Many of the golf professionals use a gearing technique to control the distance of their pitches. This gearing technique means that when they are faced with a 50 yard shot to the green they automatically know which club to hit and how hard. Enabling them to get closer to the hole and sink the putt.

What is the gearing technique?

What we want you to imagine a clock face, with you standing at 12 o’clock . Gear 1 is your backswing going back to 9 o’clock (for a right handed golfer), or a half backswing. Gear 2Clock is 11 o’clock or a three quarter back swing, and finally Gear 3 is 1 o’clock or a full backswing. This will give you three shots to choose from when faced with a pitch shot. Either gear 1,2,or 3.

Next we want you to practice these three gears with your LBW, SW, PW, 9 Iron, 8 Iron and 7 Iron. This will now give you 18 pitch shot options. For example if you are faced with a 30 yard pitch shot then all you need to think is gear 1 with a Pitch Wedge. This technique will also help if you have any hazards in front of you.

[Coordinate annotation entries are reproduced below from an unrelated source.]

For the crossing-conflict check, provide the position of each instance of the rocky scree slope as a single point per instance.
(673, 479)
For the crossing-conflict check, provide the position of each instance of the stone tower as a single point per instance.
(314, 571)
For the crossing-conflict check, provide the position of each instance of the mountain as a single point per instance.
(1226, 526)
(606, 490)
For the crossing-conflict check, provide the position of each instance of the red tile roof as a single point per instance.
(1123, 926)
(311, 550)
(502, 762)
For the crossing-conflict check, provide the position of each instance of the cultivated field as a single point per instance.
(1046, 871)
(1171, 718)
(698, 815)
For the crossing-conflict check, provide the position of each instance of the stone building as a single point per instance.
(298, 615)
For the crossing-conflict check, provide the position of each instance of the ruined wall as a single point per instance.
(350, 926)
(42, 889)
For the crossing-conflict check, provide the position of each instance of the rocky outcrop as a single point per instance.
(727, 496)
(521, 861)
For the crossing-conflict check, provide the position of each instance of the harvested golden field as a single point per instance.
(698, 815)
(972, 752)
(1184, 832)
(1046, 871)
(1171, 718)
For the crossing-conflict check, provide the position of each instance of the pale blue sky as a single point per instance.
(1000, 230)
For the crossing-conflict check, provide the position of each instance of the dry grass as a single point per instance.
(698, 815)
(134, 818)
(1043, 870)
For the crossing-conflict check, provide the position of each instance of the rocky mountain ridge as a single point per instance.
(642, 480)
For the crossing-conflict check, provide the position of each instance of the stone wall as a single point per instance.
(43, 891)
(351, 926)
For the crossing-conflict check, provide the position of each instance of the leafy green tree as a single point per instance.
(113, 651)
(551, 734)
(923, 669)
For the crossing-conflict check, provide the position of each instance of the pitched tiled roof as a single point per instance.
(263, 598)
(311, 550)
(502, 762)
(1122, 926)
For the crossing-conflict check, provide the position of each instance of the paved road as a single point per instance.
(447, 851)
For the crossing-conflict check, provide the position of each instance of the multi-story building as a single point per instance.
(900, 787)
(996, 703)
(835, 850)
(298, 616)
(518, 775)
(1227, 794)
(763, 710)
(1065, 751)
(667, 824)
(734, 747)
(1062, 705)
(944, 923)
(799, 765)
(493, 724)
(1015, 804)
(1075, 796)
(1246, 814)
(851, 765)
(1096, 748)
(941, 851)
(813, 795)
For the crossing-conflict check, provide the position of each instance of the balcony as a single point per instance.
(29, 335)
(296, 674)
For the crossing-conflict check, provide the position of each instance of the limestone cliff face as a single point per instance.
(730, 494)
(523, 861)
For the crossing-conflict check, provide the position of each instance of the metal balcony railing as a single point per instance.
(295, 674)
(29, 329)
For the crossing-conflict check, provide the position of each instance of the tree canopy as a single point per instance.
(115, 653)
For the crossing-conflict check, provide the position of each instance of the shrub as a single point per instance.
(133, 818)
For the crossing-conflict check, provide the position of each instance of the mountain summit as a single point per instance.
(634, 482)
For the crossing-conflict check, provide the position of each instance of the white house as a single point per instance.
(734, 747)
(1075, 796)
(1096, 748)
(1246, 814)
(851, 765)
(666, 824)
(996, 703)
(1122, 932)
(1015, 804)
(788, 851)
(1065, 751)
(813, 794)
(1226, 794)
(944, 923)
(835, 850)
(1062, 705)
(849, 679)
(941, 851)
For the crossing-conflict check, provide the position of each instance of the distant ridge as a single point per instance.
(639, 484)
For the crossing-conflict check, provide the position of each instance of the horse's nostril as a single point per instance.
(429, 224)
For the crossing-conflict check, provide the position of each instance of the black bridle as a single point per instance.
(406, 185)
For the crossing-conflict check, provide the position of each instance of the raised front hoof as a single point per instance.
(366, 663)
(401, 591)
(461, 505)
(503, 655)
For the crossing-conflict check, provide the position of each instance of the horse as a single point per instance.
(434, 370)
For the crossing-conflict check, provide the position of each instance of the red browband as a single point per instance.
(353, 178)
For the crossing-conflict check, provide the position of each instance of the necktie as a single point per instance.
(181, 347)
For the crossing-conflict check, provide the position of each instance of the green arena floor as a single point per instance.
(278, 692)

An 80 yard distance to the green could be either gear 3 with a LBW if there is a bunker in the way or gear 1 with an 8 Iron for a pitch and run shot.

Spending some time on the practice ground is essential for perfecting this technique and will certainly help you get more pars and lower your score. Our advice is to hit 10 balls with each club, in each gear an note down the average distance. As you develop your pitching technique keep an ongoing record of your distances.